Oh, and in addition to the bag of poems, and the burnt suitcase full of ruined negatives, Willey decided, in 2011, to turn the page on a personal trauma one day shortly after losing just about everything.

"I went and bought myself a hat at Smithbilt Hats," he said.

"I don’t know what the psychological aspect (of that was),” he said. "I just bought a hat - the felt is from Portugal. I’ve never been to Portugal, so it’s almost like I’m almost there."

"Because I lost my bowler hat in the fire a musician friend gave me, he traded me for I don’t know, like a  four star stetson hat. He got the bowler hat from a theatre company and he liked the cowboy hat and we did a switch.

"And then it got burned," he said, "and I was like, oh, I lost my hat that I kinda liked."

Francis Willey

Illumination runs through Feb. 28 as part of Exposure at the Collectors Gallery in Inglewood.

What Else is on in Calgary this weekend:

Michael Reidel, Wordfest.  He’s the bard of Broadway, a dishy New York Post columnist who has been tormenting and delighting show producers on the Great White Way for 25 years now. Reidel will chat about his latest Broadway book, Singular Sensation: The Triumph of Broadway, with Alex Kingott, as part of Wordfest. Riedel will talk about the rise of the Broadway musical in the 1980's and 1990's, from Phantom of the Opera and Les Miserable to Sunset Boulevard and The Producers. Expect plenty of hot dish and a blueprint for what's next for Broadway when the pandemic recedes and audiences can return to the theatre.  It’s tonight, it’s free and it’s at 7 p.m.

Singular Sensation

 

Penguin Walk, Calgary Zoo. Every day, weather allowing, the penguins walk at 10 a.m.

Penguin walk

Tube Park at Winsport:  No one blows out a knee riding down a ski hill in an inflatable tube. There are eight lanes of fun. A magic carpet brings you and your tube to the top of the hill. The Tube Park is open, socially distant and offers a view that can't be beat - and it's one of the fastest parks of its kind in western Canada.

Tube Park, Winsport

Crystal Pite, Heart & Soul (Online). Crystal Pite is a true Canadian art superstar. She’s the Drake of contemporary dance, the Great Gretzky of choreography, someone based in Vancouver  who has moved to the top of the global dance class right as dance everywhere got shut down. Body and Soul, which she created for the Paris Opera Ballet in 2019, is having its Canadian (virtual) premiere this week as part of a presentation by Calgary’s Springboard Performance, the company run by Nicole Mion, the same local arts champion who produces the Fluid Festival and also runs ContainR and other cool public spaces throughout the city.  If you want to go to Paris in your mind, Springboard is teaming up with Sidewalk Bakery, Alliance Francaise, Shelf Life Books and Metrovino to help.  Body and Soul streams through Feb. 23.
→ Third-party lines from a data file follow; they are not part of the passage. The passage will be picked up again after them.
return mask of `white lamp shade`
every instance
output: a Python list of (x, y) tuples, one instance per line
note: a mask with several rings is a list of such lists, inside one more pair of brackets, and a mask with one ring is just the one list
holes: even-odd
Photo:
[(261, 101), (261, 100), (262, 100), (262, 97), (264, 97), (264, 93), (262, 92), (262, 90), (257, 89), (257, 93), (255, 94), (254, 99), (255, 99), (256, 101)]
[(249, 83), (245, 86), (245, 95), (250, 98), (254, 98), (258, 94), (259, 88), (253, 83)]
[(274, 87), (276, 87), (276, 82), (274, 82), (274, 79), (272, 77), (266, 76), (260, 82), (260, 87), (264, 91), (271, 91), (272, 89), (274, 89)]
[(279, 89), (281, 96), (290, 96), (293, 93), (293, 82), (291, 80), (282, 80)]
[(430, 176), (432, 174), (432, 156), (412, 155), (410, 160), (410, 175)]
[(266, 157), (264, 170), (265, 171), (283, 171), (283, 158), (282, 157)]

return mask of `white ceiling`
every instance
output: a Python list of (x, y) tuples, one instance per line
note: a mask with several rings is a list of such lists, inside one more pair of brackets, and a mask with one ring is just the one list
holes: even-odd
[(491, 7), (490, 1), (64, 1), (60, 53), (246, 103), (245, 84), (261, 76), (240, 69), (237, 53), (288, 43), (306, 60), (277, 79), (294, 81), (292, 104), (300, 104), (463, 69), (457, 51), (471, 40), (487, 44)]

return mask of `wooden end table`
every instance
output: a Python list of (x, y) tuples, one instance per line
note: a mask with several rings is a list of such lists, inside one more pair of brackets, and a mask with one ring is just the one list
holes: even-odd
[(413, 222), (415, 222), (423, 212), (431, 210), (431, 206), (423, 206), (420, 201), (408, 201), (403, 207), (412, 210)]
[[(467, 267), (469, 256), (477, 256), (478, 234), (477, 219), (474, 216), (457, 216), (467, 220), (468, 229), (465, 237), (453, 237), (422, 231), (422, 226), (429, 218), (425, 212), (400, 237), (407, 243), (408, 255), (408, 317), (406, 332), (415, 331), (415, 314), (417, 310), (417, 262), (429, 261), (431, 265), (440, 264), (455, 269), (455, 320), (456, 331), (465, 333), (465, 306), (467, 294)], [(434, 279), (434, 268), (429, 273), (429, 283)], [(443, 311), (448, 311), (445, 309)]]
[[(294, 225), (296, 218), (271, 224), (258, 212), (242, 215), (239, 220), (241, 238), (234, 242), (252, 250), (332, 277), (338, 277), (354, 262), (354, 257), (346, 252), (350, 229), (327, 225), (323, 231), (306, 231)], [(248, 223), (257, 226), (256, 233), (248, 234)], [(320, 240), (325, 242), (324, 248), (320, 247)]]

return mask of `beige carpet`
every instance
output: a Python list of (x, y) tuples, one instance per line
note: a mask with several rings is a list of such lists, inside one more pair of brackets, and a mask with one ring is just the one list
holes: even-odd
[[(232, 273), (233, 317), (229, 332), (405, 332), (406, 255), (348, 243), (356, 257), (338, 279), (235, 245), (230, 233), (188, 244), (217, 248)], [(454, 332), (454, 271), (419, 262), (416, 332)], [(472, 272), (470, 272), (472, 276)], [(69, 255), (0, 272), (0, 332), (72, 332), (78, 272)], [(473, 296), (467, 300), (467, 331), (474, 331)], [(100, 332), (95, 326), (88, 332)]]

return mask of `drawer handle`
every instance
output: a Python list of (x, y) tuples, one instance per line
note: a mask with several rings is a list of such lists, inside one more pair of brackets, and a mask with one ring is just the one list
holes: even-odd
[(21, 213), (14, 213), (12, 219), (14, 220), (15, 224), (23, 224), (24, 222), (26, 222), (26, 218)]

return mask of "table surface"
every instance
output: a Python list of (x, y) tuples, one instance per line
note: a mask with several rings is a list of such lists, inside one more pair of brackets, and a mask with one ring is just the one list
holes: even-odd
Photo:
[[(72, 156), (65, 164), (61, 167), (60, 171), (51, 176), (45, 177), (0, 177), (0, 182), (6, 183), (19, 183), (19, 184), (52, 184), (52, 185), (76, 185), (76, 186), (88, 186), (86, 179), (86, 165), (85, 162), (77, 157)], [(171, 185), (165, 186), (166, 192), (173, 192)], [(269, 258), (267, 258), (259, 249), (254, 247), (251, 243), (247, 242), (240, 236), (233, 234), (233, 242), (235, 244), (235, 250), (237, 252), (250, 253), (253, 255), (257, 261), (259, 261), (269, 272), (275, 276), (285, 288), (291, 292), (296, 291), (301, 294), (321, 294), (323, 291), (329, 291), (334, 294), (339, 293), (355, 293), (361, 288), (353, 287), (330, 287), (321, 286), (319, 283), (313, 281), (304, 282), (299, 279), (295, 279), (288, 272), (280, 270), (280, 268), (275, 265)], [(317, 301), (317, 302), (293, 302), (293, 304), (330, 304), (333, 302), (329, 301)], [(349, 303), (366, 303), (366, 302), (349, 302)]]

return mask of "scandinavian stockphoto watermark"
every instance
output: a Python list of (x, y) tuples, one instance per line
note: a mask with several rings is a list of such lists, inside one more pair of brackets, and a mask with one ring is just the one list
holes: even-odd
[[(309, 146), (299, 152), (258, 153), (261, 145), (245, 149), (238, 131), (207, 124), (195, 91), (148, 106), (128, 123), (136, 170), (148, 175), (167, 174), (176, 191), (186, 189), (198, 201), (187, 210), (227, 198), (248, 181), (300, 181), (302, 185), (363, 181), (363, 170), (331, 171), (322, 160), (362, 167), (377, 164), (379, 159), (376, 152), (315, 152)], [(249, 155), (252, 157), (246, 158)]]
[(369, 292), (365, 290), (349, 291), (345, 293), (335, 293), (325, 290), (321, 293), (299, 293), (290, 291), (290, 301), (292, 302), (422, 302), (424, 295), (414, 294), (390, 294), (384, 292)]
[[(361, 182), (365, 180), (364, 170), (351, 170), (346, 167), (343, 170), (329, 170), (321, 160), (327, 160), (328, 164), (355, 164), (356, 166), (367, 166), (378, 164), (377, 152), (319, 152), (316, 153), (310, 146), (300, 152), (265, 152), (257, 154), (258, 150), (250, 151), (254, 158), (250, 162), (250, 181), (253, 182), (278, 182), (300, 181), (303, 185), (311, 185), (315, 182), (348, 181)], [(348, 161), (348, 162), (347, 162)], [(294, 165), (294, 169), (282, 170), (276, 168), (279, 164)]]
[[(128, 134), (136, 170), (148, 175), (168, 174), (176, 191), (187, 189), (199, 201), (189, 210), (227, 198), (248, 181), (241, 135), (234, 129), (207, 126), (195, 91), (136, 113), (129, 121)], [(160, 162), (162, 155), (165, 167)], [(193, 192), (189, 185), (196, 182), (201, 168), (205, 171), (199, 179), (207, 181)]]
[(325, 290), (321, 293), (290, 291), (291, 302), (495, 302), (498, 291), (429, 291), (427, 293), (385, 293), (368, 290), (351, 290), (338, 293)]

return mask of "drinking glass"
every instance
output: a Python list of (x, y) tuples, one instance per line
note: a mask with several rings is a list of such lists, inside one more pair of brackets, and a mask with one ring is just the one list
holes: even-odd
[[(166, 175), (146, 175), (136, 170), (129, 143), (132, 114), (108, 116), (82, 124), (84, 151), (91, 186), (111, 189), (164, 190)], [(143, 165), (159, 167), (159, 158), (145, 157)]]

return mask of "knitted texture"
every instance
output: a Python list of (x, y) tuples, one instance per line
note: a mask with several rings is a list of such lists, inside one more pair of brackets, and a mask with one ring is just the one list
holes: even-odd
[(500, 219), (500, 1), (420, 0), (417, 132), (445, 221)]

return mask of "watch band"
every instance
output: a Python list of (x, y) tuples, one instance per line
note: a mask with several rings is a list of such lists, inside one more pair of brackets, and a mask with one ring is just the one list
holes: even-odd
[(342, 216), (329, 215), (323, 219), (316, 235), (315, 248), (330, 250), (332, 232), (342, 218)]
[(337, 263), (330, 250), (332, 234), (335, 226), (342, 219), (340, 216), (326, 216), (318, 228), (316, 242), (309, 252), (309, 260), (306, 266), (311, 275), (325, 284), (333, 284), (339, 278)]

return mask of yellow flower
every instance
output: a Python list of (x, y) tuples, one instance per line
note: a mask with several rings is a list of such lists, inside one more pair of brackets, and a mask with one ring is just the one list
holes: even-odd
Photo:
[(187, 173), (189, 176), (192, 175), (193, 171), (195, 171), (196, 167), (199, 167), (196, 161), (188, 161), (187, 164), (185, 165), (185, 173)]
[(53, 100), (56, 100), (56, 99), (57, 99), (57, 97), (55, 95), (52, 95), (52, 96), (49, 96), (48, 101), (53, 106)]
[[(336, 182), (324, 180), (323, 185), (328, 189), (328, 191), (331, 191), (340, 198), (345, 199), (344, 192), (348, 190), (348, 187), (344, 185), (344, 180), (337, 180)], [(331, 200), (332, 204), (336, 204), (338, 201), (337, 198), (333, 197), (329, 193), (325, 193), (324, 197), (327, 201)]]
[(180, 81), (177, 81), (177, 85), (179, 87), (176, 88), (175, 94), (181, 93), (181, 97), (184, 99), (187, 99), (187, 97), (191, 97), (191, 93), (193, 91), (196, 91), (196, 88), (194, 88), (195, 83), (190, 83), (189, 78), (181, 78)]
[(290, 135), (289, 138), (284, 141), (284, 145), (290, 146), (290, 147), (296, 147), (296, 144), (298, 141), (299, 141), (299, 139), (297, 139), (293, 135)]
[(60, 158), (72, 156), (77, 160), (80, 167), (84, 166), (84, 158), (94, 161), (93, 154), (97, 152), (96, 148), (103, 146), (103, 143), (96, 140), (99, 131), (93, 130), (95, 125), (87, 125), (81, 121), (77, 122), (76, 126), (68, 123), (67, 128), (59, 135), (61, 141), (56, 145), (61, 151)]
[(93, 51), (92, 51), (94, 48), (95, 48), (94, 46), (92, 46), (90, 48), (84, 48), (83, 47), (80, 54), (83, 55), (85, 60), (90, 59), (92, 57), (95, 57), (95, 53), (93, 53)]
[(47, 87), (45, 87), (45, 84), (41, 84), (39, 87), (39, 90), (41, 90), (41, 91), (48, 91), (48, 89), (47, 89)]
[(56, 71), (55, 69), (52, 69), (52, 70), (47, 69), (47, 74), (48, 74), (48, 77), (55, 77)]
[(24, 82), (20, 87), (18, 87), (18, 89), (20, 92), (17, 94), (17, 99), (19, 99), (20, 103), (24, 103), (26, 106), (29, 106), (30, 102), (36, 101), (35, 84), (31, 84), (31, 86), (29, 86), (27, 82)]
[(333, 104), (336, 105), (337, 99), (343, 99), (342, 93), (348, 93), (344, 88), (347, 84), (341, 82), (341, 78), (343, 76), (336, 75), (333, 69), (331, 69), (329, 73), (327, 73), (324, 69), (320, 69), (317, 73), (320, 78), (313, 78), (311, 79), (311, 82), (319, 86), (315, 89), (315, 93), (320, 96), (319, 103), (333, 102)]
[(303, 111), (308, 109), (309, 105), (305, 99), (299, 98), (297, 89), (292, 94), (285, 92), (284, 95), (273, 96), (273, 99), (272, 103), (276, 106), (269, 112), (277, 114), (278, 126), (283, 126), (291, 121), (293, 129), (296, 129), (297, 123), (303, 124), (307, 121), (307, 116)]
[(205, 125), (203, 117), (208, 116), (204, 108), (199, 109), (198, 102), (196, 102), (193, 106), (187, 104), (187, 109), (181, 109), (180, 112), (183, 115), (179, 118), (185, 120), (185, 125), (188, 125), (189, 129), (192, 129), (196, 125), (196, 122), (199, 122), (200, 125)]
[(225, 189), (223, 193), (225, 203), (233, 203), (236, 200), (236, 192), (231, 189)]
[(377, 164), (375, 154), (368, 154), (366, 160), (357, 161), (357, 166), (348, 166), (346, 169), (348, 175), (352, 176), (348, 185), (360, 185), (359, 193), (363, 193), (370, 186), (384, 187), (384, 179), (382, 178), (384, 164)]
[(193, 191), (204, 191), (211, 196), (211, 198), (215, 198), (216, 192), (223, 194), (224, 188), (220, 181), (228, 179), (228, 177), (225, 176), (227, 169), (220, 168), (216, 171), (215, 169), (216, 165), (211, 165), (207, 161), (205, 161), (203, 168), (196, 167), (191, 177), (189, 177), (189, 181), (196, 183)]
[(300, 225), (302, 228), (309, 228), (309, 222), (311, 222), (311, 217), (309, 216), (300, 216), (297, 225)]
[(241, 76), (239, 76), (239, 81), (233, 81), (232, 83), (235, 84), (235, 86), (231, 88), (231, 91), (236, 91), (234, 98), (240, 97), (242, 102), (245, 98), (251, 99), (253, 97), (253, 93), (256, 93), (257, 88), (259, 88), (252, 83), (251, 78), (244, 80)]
Body and Soul, Crystal Pite

DJD, Black Film Festival: A documentary about the history of jazz dance being screened at the Black Film Festival in Toronto features Calgary's Decidedly Jazz Danceworks, which has always paid homage to the African roots of contemporary dance over the course of its four decade long history. The festival is also screening the made-in-Calgary documentary John Ware Reclaimed, by Calgary playwright Cheryl Foggo.